From different embedded processors, different career directions are derived. The mainstream ones are as follows:

1. MCU engineer

2. Linux driver development

3. Linux system development engineer

4. Linux application engineer

5. Android system development engineer

6. FPGA/DSP development

 

Programs of different processor types run in different ways, so they cannot be generalized.

I compare the two mainstream ones:

1. Embedded Microcontroller (MCU)

That is, single-chip microcomputers, such as 8051, LPC2132, STM32, etc., the chip program storage areas are all on-chip nor flash.

Nor flash can be addressed directly like RAM, so the microcontroller can run programs directly from the internal FLASH.

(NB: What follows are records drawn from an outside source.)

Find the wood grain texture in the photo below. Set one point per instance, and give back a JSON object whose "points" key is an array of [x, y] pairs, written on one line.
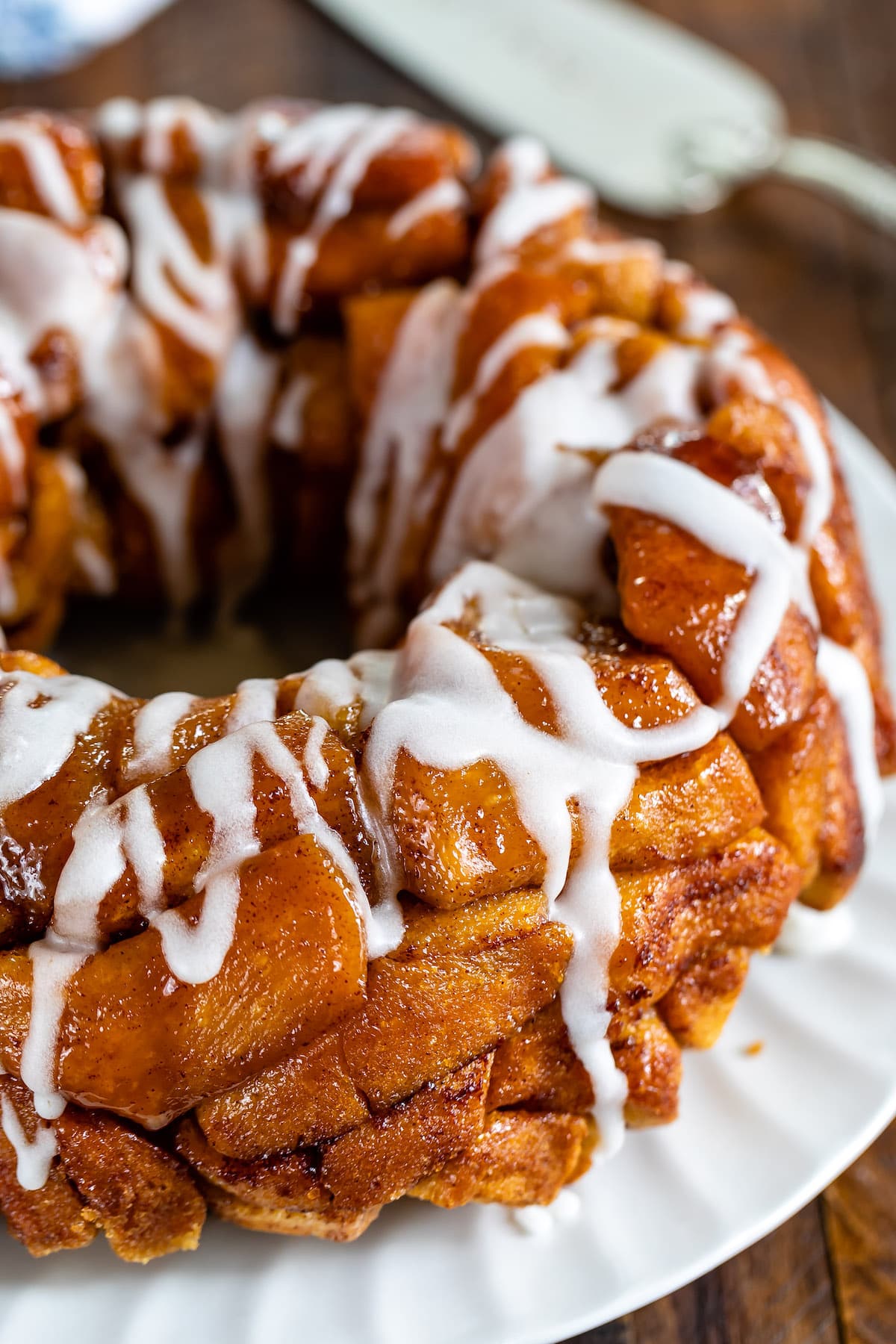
{"points": [[825, 288]]}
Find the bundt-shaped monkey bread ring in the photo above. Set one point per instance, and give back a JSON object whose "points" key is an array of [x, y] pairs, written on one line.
{"points": [[438, 920]]}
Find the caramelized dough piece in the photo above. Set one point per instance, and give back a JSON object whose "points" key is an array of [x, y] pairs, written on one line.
{"points": [[137, 1041], [420, 156], [287, 1222], [141, 1196], [812, 804], [460, 836], [382, 1159], [669, 913], [680, 597], [47, 1219], [519, 1159], [370, 1166], [361, 250], [697, 1006], [687, 808], [648, 1054], [538, 1068], [73, 148], [458, 984]]}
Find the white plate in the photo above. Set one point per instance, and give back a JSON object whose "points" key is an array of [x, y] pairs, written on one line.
{"points": [[758, 1137]]}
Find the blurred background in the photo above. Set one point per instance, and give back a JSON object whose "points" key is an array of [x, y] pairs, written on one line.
{"points": [[821, 282]]}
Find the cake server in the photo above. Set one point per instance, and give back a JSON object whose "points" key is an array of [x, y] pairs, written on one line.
{"points": [[662, 121]]}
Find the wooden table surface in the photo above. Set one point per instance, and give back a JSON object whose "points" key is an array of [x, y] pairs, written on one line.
{"points": [[825, 288]]}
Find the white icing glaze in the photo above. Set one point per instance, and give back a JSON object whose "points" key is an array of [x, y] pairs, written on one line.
{"points": [[848, 683], [121, 120], [193, 299], [13, 455], [255, 702], [729, 526], [53, 964], [46, 169], [544, 1219], [410, 406], [521, 495], [731, 358], [340, 141], [598, 252], [287, 425], [153, 732], [243, 399], [40, 719], [316, 766], [116, 836], [535, 329], [704, 308], [532, 202], [449, 710], [332, 687], [34, 1156], [440, 198]]}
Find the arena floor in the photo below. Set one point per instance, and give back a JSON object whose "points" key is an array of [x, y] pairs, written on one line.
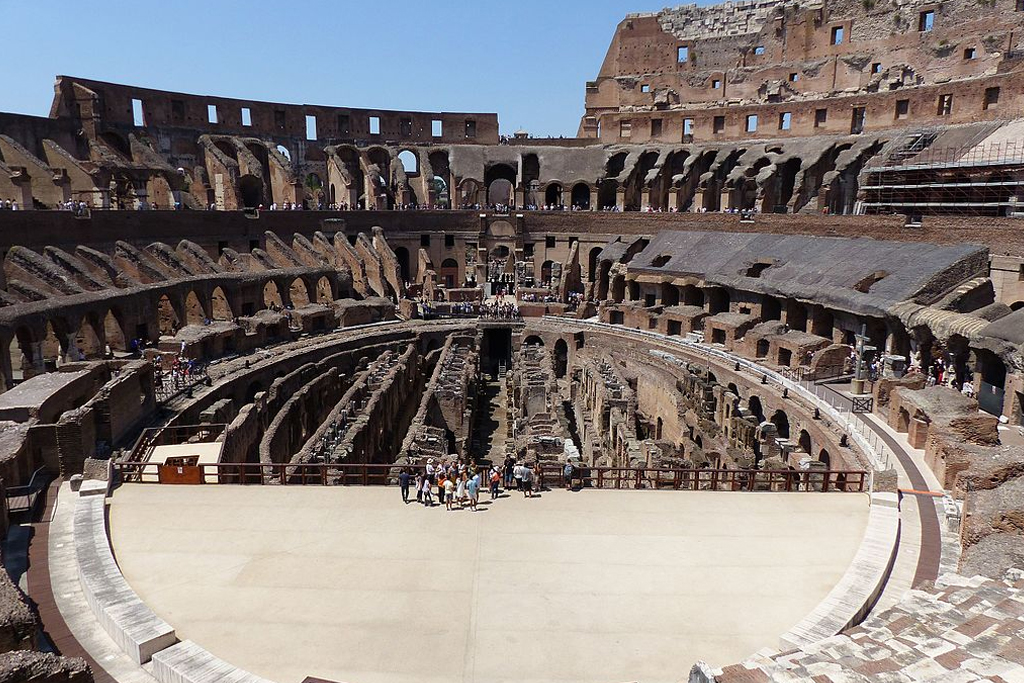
{"points": [[351, 586]]}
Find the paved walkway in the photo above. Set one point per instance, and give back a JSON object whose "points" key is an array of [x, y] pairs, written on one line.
{"points": [[348, 585]]}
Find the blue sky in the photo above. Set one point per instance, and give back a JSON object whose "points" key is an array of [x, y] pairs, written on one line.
{"points": [[528, 60]]}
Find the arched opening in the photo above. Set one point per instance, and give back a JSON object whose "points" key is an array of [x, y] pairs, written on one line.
{"points": [[553, 196], [449, 272], [401, 254], [805, 441], [581, 196], [823, 457], [271, 296], [546, 273], [781, 422], [114, 332], [561, 358], [410, 162], [298, 293], [251, 191], [325, 293], [755, 408], [595, 254], [221, 308], [194, 310], [167, 318], [500, 180], [89, 342], [670, 294], [718, 300]]}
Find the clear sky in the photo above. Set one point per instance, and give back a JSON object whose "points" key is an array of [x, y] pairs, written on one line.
{"points": [[526, 59]]}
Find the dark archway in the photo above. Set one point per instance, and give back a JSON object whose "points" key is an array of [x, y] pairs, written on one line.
{"points": [[251, 191], [561, 358]]}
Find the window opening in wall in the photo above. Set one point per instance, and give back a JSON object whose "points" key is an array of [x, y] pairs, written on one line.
{"points": [[926, 20], [858, 119], [945, 104], [137, 115], [991, 97]]}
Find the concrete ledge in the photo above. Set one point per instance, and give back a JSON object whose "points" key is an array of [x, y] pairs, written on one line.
{"points": [[853, 596], [130, 624], [187, 663]]}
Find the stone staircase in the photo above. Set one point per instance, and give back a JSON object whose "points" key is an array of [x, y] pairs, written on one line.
{"points": [[961, 631]]}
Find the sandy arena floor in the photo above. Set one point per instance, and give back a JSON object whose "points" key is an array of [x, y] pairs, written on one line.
{"points": [[597, 587]]}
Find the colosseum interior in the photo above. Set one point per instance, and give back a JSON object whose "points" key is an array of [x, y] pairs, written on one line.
{"points": [[751, 344]]}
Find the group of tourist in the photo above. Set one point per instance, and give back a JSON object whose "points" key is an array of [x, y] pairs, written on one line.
{"points": [[456, 484]]}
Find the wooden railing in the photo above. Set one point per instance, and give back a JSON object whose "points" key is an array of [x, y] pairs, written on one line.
{"points": [[549, 476]]}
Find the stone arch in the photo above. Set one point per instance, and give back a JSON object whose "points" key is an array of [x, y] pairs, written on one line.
{"points": [[220, 306], [401, 254], [325, 291], [195, 311], [410, 162], [553, 195], [250, 191], [271, 295], [561, 358], [581, 196], [592, 262], [90, 340], [168, 321], [114, 331], [298, 293], [805, 441], [781, 422]]}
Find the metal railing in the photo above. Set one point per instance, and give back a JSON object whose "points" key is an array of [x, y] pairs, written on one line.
{"points": [[365, 474]]}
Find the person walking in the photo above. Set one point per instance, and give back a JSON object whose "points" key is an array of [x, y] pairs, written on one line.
{"points": [[427, 497], [496, 479], [449, 492], [403, 481]]}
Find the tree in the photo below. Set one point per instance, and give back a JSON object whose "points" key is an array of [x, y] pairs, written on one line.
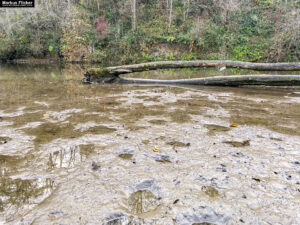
{"points": [[133, 10]]}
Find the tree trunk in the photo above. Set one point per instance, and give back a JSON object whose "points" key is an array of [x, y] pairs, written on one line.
{"points": [[133, 9], [111, 74], [268, 80], [233, 81], [197, 63], [170, 13]]}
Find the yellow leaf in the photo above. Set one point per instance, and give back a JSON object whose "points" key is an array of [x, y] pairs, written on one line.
{"points": [[156, 149]]}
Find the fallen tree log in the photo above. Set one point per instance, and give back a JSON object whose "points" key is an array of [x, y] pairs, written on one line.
{"points": [[116, 70], [111, 74], [268, 80]]}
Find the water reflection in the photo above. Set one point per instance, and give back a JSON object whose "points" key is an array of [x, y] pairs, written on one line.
{"points": [[18, 192], [69, 157]]}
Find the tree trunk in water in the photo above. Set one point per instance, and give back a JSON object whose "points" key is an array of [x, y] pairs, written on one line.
{"points": [[170, 15], [111, 74], [133, 9], [197, 63]]}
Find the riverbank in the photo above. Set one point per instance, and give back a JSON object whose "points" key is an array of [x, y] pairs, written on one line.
{"points": [[72, 153]]}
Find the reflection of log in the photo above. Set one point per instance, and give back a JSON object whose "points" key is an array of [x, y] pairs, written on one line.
{"points": [[190, 64], [111, 74], [268, 80]]}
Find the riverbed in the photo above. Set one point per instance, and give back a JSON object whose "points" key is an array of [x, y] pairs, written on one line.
{"points": [[123, 154]]}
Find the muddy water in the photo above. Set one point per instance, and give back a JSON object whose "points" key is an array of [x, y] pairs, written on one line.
{"points": [[110, 154]]}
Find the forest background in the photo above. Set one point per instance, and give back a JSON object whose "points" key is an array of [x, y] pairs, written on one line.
{"points": [[133, 31]]}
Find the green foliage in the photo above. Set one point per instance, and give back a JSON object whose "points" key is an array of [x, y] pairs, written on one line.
{"points": [[250, 31]]}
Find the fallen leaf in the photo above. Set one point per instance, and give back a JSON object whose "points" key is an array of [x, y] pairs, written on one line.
{"points": [[156, 149]]}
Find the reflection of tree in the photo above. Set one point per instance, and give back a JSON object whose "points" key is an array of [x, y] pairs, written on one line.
{"points": [[69, 157], [16, 192]]}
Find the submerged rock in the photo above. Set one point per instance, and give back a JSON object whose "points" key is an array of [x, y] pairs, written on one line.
{"points": [[117, 219], [163, 158], [143, 200], [4, 140], [123, 219], [210, 191]]}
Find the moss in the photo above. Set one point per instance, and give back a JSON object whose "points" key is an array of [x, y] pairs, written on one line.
{"points": [[157, 122], [4, 140], [238, 144], [145, 142], [87, 149], [213, 128], [180, 116], [125, 156], [178, 144], [100, 130], [210, 191]]}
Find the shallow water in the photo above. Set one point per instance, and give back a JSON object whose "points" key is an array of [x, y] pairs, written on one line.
{"points": [[111, 154]]}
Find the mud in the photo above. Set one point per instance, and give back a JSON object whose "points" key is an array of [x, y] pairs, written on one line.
{"points": [[75, 154]]}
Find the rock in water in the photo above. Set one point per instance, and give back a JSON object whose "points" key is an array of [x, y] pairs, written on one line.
{"points": [[142, 201], [117, 219]]}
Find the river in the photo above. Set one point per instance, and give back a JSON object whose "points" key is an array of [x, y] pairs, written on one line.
{"points": [[122, 154]]}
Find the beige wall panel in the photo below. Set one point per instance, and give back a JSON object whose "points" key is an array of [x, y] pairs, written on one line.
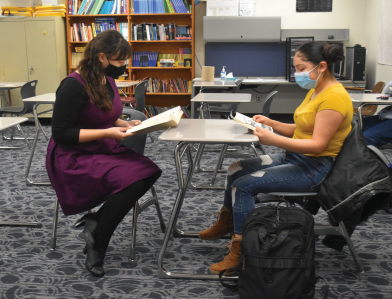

2. Embedded microprocessor MPU

Generally, it is what everyone calls ARM+Linux.

But not all ARMs need to run Linux. STM32 also belongs to ARM, but most of them are "bare metal programming", and at most run an RTOS.

Generally ARM+Linux is to store the program in an external storage device, such as nand flash and so on.

Before the program is executed, the program will be read from external storage (such as nand flash) and put into ram to run, and the cpu will read the program and data from ram.

3. Summary

Whether it needs to be moved to ram depends on what chip solution you use.

You can simply understand that if you are developing with a single-chip microcomputer, you can directly read and execute the program from the on-chip nor flash.

If it is ARM+Linux, it needs to be moved to ram for execution.

Single-chip microcomputers generally have a project of hundreds of kilobytes of programs, but ARM+Linux is casually tens of MB. If a program of this size is built-in Nor flash, whether it can be realized technically, the cost is not an issue. Estimate.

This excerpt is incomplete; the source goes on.